The new stage of Health PCTs (Peace Corps Trainees) are almost done with PST (Pre-Service Training), which means that the last stage of Health Volunteers has gone up to Dakar and COS-ed (Close-of-Service) and we miss them already. Especially these ones:

Frosting with Meera
Meera taught me everything I know about tailors in Kedougou, making pancakes at the Regional House and dancing like an old Bedik lady. We are an amazing food-making team and breakfast will not be the same without her. I took most of the clothes she left behind and pretty much plan on dressing up like her for the rest of my service. I'm currently wearing her pants. 

Laterite Spray-Tanning with Leah
One time Leah let me come to her doctor's appointment to get an x-ray looked at, just because I had nothing better to do that day and afterwards the doctor bought us both ice cream, which was awesome. Another time I completely covered her kitchen basket with pictures of babies, because she totally has Baby Fever. One of the most unexpectedly best times I've had in Senegal was on a bike trip when Kate's tire sheared open and we all spent the afternoon slogging through ridiculous mud fields and pushing our bikes across rivers. It could have been completely miserable, but because Leah was there it was hilarious and fun.

Hamburgaling with Eric
Ohhhh Eric! Whether we were taking imaginary vacations, making Joseph into a real person, watching tonic magically freeze, or trying to discretely mix Fant-angria in the back seat of a sept-place, we always had the best times and the funniest nonsense jokes.
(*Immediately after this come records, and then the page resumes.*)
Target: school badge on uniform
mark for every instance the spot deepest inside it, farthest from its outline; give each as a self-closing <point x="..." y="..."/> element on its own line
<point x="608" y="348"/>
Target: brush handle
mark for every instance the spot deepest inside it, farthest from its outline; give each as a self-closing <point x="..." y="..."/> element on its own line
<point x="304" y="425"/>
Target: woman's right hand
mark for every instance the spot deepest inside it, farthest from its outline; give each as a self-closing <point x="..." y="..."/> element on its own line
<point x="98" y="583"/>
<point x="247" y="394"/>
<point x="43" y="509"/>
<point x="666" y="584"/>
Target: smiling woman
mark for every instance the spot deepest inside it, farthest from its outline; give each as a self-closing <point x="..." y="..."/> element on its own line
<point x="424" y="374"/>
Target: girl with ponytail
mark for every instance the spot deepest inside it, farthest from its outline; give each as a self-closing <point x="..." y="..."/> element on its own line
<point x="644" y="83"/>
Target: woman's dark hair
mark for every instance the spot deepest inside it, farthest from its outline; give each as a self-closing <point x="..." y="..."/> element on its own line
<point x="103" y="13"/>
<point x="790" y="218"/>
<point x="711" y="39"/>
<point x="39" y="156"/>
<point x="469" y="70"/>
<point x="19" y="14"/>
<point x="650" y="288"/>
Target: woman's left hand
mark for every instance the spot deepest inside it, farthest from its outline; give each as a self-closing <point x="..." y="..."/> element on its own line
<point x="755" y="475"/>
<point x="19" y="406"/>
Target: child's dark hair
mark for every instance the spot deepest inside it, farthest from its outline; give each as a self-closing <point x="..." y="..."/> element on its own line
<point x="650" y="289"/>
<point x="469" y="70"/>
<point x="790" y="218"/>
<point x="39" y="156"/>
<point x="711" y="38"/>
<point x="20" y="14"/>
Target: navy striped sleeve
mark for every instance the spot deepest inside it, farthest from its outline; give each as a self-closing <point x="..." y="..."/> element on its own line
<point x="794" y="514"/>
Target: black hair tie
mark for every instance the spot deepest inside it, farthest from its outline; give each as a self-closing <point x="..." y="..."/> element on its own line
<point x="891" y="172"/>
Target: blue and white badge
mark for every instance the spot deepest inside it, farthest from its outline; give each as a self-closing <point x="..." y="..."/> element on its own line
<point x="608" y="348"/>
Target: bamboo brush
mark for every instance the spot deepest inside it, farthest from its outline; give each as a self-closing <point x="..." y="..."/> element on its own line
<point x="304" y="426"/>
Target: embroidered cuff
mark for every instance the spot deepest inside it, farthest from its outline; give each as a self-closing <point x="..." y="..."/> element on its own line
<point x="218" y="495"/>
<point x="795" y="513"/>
When I got really sick and completely fainted while coming out of the latrine Eric went into EMT mode, put me in a recovery position, cleaned up my scrapes, set up a straw system so that I didn't have to sit up to drink ORS, and pointed out that at least I fainted coming out of the latrine or things could have been a lot worse dignity-wise.  Fun Fact: Eric coined the term "John Boehner Laterite Road Tan."

On a side note, I can't help noticing that the John Boehner Laterite Road Tan makes my teeth look so pearly white. And also that I maybe should wear a different tank top sometimes.